4

4

Все это означает, что религиозность, по самому существу своему, есть состояние, противоположное всякому духовному безразличию, всяческой апатии и душевной экстенсивности. Наоборот, – религиозная душа отличается повышенной чувствительностью к духовному, к священному, к Божиим лучам и к божественному совершенству.

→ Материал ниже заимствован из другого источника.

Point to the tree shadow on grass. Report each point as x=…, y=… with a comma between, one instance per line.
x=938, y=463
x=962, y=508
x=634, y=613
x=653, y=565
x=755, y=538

Интерес религиозного человека с самого начала прилепляется к духовно-лучшему, к качественному преимуществу, к Совершенному. Душа с проснувшимся и открытым оком духа пленяется всяким Божиим лучом, который коснется ее. До того, как она осозна?ет в себе духовную потребность и способность; задолго до того, как она научится сосредоточивать на переживании божественного свои внутренние силы, – она непроизвольно «повертывает голову» туда, где скрыта искра Божия, и не хочет от нее оторваться, умиляясь и радуясь. Всякое проявление истинной доброты, всякий героический поступок; музыка благодарения и хвалы; сад на заре, орошенный утренней росой; облака в закатных огнях; дивная бабочка; доверчиво показывающая тайну своих крыльев; благоухающий цветок; черное небо в звездах; пылинки, золотящиеся в солнечном луче, – всякое явление богоданной красоты, доброты, любви, гармонии и силы уже говорит ее сокровенному оку. Она чутка к Божиим лучам, отзывчива; она «звучит» как верно натянутая струна. Иногда она чует приближение Божие как бы издали и заранее предвкушает близкую и чистую радость; тогда она сосредоточивается, не «отрывает от Него взора» и как бы «провожает Его глазами».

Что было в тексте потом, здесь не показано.